URL du site internet:

Ouvrir enfin les yeux ?

Publié dans Du côté des élites
Ouvrir enfin les yeux ?
 
Depuis les attentats du 13 novembre à Paris, on assiste à un déchaînement effrayant de la violence islamiste.
En France même de façon récurrente maintenant, mais aussi partout dans le monde. Il ne se passe pas de semaine sans son cortège de victimes de cette nouvelle forme de barbarie.
En Europe, ces drames devraient normalement soulever une question évidente : n’avons-nous pas fait fausse route en favorisant une société multiculturelle, sans chercher à maîtriser l’immigration et en abandonnant peu à peu notre modèle d’assimilation puis d’intégration ?

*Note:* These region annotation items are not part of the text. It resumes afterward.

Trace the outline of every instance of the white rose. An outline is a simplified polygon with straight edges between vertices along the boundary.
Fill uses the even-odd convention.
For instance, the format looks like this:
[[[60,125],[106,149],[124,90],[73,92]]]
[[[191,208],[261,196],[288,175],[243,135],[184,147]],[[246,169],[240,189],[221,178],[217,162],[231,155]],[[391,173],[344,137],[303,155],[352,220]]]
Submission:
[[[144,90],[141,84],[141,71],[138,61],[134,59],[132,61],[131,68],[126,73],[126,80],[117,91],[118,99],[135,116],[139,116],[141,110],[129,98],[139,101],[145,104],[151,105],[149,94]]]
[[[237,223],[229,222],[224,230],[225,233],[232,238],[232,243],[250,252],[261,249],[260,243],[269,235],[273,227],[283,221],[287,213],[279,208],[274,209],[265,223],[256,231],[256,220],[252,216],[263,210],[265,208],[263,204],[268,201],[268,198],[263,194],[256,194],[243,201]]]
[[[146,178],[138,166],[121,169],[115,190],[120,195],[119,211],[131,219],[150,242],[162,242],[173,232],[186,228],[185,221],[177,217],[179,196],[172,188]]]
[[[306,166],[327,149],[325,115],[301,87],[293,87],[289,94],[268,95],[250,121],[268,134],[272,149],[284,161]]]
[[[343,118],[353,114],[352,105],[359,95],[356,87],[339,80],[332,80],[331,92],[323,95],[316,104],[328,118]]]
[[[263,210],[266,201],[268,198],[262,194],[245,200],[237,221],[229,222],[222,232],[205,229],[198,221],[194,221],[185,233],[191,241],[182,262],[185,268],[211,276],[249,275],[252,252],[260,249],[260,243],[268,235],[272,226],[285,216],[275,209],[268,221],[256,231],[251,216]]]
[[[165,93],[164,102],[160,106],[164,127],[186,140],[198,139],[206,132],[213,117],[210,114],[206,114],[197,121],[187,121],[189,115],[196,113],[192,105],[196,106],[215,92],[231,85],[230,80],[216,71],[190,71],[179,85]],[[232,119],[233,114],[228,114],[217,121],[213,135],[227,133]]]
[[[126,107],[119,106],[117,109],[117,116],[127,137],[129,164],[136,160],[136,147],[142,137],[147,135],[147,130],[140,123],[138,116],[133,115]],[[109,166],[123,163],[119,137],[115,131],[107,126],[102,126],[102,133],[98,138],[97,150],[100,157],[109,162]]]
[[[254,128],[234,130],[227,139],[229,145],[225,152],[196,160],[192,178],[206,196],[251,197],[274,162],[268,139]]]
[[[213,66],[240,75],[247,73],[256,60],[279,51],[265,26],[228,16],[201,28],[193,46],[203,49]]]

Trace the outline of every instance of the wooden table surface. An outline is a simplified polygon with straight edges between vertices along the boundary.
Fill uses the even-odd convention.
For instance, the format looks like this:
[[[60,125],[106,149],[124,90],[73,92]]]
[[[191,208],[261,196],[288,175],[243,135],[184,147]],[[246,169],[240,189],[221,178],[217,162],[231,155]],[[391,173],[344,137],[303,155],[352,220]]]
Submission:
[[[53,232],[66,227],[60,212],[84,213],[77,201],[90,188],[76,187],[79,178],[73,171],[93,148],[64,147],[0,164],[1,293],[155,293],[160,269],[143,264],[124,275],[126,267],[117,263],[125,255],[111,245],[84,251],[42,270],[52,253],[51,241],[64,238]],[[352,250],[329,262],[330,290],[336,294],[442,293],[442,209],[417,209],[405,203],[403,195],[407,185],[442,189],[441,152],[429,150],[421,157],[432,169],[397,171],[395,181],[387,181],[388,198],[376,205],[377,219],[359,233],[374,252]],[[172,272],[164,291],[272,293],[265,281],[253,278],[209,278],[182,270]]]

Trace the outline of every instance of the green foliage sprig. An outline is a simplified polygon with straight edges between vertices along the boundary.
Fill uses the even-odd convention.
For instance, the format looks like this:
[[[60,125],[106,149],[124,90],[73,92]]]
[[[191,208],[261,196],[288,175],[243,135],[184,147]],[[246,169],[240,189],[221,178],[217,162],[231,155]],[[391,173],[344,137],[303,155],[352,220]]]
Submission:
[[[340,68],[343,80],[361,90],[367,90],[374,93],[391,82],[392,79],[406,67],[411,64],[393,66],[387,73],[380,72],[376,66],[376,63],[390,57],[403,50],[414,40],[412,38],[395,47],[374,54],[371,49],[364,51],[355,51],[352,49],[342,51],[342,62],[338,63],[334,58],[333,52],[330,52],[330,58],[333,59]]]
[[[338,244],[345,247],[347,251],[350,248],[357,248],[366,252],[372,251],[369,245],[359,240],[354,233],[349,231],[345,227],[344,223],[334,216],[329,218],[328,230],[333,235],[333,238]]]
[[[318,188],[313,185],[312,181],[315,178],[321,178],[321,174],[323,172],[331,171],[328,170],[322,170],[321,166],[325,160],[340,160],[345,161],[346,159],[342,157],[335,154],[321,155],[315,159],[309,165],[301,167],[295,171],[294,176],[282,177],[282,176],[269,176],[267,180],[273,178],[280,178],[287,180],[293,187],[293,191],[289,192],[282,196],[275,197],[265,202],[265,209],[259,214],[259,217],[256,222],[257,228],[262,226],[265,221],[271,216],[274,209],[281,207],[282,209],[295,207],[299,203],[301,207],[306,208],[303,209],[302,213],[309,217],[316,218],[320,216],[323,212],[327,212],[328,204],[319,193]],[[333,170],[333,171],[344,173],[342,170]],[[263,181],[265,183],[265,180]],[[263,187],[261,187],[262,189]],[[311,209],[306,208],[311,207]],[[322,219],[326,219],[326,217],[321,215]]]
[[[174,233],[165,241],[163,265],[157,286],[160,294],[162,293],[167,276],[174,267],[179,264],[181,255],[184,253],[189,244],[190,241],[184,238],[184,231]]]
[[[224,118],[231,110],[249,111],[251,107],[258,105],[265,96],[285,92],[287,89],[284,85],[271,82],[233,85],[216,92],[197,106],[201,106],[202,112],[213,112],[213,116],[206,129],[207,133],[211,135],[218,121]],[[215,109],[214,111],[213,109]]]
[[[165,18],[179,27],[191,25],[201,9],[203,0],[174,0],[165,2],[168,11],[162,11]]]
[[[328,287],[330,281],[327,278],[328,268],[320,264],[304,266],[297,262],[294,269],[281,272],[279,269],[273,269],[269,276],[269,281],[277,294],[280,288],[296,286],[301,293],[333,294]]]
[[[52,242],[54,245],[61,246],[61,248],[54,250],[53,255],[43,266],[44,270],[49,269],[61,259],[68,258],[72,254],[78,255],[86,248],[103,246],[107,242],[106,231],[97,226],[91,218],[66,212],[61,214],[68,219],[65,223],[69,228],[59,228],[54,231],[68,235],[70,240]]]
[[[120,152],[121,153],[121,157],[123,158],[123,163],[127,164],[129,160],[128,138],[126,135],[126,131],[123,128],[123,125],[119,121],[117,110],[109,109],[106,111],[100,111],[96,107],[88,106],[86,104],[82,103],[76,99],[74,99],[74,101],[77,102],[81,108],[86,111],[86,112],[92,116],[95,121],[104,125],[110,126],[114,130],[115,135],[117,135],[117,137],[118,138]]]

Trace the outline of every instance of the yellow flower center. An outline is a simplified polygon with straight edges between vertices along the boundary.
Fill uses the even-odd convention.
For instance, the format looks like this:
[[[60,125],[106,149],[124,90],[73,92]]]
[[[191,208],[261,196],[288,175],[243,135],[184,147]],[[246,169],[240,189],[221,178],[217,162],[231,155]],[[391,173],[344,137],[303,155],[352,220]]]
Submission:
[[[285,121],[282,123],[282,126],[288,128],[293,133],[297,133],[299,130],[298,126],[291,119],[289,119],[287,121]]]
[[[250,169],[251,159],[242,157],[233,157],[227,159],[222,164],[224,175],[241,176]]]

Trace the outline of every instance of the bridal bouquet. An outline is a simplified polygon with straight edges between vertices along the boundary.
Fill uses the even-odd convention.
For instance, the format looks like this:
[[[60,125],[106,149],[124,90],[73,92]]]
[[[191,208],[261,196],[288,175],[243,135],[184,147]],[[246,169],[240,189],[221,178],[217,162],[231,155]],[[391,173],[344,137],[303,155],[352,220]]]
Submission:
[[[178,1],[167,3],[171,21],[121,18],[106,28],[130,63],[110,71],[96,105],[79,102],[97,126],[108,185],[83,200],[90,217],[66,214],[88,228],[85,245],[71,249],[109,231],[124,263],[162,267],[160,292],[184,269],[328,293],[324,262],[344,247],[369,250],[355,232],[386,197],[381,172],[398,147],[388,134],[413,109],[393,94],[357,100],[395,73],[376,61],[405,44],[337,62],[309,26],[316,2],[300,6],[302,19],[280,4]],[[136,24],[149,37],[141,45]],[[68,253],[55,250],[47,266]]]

Cette question, visiblement, demeure encore largement taboue, quand on voit que les autorités et les médias allemands ont essayé de passer sous silence puis de minimiser les agressions sexuelles infligées, lors du nouvel an, à nombre de femmes à Cologne et dans d’autres villes d’outre-Rhin. Rien à voir avec le traitement de la photo du malheureux Aylan, mort sur une plage turque à la fin de l’été : là, sans coup férir, toute l’intelligentsia s’est élevée comme un seul homme pour appeler à un accueil inconditionnel des "réfugiés" et flétrir l’égoïsme de ceux qui osaient seulement poser une question, procédant ainsi à une culpabilisation massive des pays occidentaux !
Cette différence de traitement de l’information en dit long sur la façon dont nos élites demeurent prisonnières de l’idéologie multiculturaliste. Elles sont bien les seules, car elles n’en subissent guère les conséquences, quand le peuple modeste, exposé en première ligne, en souffre particulièrement : on retrouve ici les fameuses "fractures françaises" bien mises en lumière par Christophe Guilluy, entre une France urbaine qui profite de la mondialisation et de l’ouverture des frontières, et une "France périphérique" de plus en plus déclassée.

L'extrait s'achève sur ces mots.